Cada nome de personagem carrega, em sua etimologia, o universo físico, social, religioso e histórico em que se passa a história, além de ser importante dentro da estrutura narrativa. Ana Maria cita o exemplo da novela O recado do morro, e garante que a significação da história seria outra se os personagens tivessem outros nomes. No texto, o vaqueiro Pedro Orósio (Pedro como pedra, Orósio como oros, montanha) faz uma viagem pelo sertão e escapa de uma cilada, graças a uma mensagem que o morro lhe manda.

Pedro percorre as fazendas do Apolinário, de Nhá Selena, do Marciano, de Nhô Hermes, do Jove, de Dona Vininha e do Juca Saturnino, em companhia dos vaqueiros Helio Dias Nemes, João Lualino, Martinho, Zé Azougue, Jovelino, Veneriano e Ivo Crônico. Todos esses nomes aludem aos dias da semana, como são nomeados em outras línguas, e aos deuses e seus planetas correspondentes: Apolo/Sol; Selene/Lua; Marte, Mercúrio/Hermes; Júpiter, Vênus, Saturno/Cronos. Parecem facilmente perceptíveis, assim relacionados, mas não quando diluídos na narrativa. O que acontece nas fazendas tem a ver com cada deus dominante (beleza, festa, guerra, comércio/mensagem, poder e fartura, amor, tempo). O recado que salva Pedro Orósio é decifrado por Pedrão Chãbergo (chão e berg , rocha em alemão).
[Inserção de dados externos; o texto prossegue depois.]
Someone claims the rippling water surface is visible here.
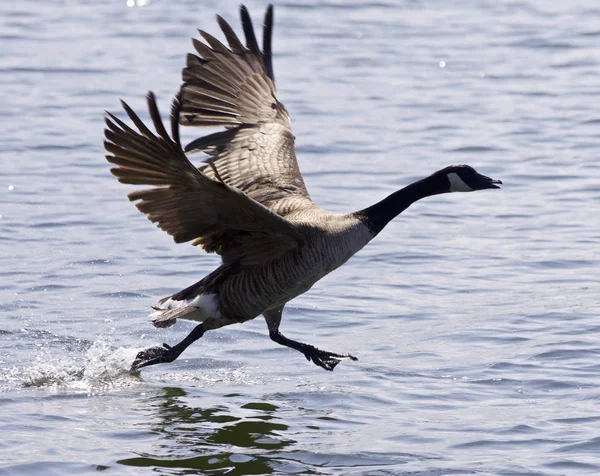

Em Buriti, o patriarca viril, homem poderoso, chama-se Liodoro Maurício Faleiros, que faz referência ao nome científico da palmeira do título, Mauritia vinifera. A novela aborda um universo vegetal, onde as mulheres têm nomes de plantas - Dionéia, Leandra, Alcina. Ana Maria Machado identificou até mesmo um anagrama do nome de Guimarães Rosa no conto Cara-de-bronze, em que um fazendeiro recluso encarrega o vaqueiro Grivo de ver o sertão e descrevê-lo. É Soares Guiamar, que faz comentários de pé de página. “É interessante também citar o vaqueiro Moimeichego, cujo nome soma ‘eu’ em quatro línguas: moi, me, ich, ego”, diz Ana Maria.

Com 33 anos de carreira, mais de 100 livros publicados no Brasil e outros 17 países, ocupante da cadeira número um da Academia Brasileira de Letras, Ana Maria Machado lembra que começou por acaso a perceber a riqueza dos nomes em Guimarães Rosa, e ao mergulhar nesse contexto puxou “um fio sem fim”. A tese de doutorado, iniciada no Brasil sob orientação de Afrânio Coutinho e concluída durante seu exílio na Europa, permitiu-lhe revelar a Roland Barthes um escritor que ele desconhecia, o que lhe valeu uma manifestação de agradecimento do semiólogo, ao final do trabalho.